🤖 AI Summary
To address the challenge of efficiently extending multimodal capabilities of frozen large language models (LLMs), this paper proposes a dual-tower architecture that decouples visual and linguistic branches, injecting visual information solely via modality-specific adapters while keeping all LLM parameters frozen to preserve original language competence. Methodologically, it integrates cross-modal feature alignment with understanding-generation co-training. We identify three key empirical insights: (i) image-text understanding data substantially improves generation quality; (ii) denoised image preprocessing enhances overall performance; and (iii) feature alignment accelerates convergence—especially for smaller models. Experiments demonstrate that our approach consistently outperforms mainstream multimodal baselines on image–text bidirectional generation tasks.
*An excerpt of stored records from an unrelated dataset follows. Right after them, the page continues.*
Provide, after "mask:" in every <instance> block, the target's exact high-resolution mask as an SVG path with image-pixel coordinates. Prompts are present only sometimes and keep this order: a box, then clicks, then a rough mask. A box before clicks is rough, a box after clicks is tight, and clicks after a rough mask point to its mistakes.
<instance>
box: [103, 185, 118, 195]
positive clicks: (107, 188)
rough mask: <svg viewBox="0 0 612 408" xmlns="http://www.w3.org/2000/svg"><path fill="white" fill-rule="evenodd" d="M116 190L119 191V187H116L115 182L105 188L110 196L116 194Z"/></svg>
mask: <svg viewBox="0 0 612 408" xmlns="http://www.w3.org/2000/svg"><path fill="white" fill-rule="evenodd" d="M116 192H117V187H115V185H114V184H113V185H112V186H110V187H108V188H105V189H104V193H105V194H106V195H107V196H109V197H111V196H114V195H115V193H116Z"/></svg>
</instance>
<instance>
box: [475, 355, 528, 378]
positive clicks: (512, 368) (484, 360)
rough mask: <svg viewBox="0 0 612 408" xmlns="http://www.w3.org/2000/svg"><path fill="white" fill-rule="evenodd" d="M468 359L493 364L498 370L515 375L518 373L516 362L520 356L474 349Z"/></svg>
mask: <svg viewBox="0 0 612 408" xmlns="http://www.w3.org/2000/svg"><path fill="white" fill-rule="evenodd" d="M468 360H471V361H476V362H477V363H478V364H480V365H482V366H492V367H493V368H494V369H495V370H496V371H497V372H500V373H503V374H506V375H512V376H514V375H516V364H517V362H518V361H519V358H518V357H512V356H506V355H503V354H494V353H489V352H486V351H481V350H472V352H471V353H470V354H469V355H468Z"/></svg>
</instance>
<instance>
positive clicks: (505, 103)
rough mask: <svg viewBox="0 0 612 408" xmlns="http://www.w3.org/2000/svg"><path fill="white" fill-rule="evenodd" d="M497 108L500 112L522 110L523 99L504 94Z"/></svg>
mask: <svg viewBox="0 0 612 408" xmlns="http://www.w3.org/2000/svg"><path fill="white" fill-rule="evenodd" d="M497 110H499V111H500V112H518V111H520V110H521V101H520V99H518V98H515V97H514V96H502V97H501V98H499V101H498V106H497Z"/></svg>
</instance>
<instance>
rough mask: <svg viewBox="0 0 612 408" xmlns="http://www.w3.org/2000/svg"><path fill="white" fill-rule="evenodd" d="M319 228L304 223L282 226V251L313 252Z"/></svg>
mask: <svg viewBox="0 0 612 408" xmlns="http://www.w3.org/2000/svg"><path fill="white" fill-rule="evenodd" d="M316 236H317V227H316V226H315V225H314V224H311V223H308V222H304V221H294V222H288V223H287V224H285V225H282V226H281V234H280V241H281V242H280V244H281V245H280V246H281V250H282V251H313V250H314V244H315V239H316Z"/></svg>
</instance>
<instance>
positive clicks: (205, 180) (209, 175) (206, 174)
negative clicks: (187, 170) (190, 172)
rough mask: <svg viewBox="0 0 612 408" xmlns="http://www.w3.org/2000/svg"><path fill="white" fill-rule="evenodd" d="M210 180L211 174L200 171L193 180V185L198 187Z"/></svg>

Notably, small-model convergence speed improves by over 40%, while generated image fidelity and text–image alignment are both significantly enhanced.
📝 Abstract
We propose X-Fusion, a framework that extends pretrained Large Language Models (LLMs) for multimodal tasks while preserving their language capabilities. X-Fusion employs a dual-tower design with modality-specific weights, keeping the LLM's parameters frozen while integrating vision-specific information for both understanding and generation. Our experiments demonstrate that X-Fusion consistently outperforms alternative architectures on both image-to-text and text-to-image tasks. We find that incorporating understanding-focused data improves generation quality, reducing image data noise enhances overall performance, and feature alignment accelerates convergence for smaller models but has minimal impact on larger ones. Our findings provide valuable insights into building efficient unified multimodal models.